Até aqui ocupado em assimilar a crise, o PT sairá das urnas sem rumo programático claro. A discussão sobre seu projeto partidário e de poder foi profundamente prejudicada. O tradicional caderno de teses, coração do diálogo ideológico da legenda, com as propostas de cada chapa que disputou o Diretório Nacional, deixou de ser distribuído por falta de verba. >Cerca de 100 mil dos 825 mil filiados aptos a votar no Processo de Eleição Interna, o PED, participaram dos debates em crise de identidade, mais preocupados em encontrar uma saída para o furacão que atingiu a legenda. Escolheram teses e chapas 313.199 petistas, quórum pouco inferior ao alcançado no primeiro turno da eleição presidencial.

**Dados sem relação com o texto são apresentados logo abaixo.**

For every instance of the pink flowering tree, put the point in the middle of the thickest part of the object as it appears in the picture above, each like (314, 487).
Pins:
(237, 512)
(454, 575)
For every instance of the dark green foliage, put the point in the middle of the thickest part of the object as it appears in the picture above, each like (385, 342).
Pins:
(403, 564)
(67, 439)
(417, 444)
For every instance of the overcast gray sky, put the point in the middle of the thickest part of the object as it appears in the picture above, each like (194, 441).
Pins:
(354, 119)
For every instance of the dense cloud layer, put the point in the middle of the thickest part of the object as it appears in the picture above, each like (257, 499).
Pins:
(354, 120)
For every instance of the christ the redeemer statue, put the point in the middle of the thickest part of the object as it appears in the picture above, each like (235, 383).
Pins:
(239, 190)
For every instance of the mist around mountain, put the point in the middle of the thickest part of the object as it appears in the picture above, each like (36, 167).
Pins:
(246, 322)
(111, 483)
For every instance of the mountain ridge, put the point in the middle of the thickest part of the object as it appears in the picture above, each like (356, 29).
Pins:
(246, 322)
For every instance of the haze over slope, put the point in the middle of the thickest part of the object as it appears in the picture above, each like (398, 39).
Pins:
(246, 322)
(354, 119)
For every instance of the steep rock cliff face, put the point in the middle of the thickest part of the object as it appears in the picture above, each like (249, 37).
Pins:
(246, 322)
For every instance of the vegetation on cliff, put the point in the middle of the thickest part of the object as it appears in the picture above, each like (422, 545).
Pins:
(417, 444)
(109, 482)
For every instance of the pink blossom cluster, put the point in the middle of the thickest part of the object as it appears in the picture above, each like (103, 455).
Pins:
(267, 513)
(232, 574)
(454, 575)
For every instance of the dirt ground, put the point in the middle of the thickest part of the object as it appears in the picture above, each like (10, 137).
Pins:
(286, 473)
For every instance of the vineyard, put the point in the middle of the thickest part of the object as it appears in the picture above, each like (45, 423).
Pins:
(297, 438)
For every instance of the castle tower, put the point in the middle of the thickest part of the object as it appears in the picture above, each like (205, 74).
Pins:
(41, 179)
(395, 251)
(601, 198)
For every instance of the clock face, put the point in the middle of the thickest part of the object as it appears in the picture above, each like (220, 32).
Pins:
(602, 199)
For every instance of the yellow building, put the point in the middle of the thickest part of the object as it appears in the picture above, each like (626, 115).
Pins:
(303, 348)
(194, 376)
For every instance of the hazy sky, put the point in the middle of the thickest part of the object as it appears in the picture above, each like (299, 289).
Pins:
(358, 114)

Montada a máquina do PT - composta por um Diretório Nacional de 84 membros, dos quais 24 compõem a Executiva - e repartido o poder entre cerca de 83 mil dirigentes no Brasil, o partido começa agora a preparar sua jornada a 2006 e renovar seus princípios. Tem um calendário de encontros e discute a realização de um congresso.

"Discutir o programa não é o próximo passo, é o passo absoluto", resumiu o presidente interino, Tarso Genro. "O PT terá que até março, quem sabe janeiro, fevereiro, ter de maneira muito clara um programa de transição para um modelo de desenvolvimento mais equilibrado do que o atual, que aproveite toda a extensão da estabilidade macroeconômica através de uma nova política monetária." A política de alianças também deve ser renovada "para dar sustentação estratégica à transição". "Essas tarefas só poderiam ser realizadas com o sucesso do PED, que dá legitimidade à nova direção", disse o presidente.

No dia 18 de setembro os petistas elegeram o que chamam de tese-guia para seu programa - 41,9% escolheram os ditames do Campo Majoritário, grupo do presidente Luiz Inácio Lula da Silva e do candidato a presidente Ricardo Berzoini, que perdeu o domínio de 10 anos sobre a legenda. Em 2001, no último PED, foram 52%.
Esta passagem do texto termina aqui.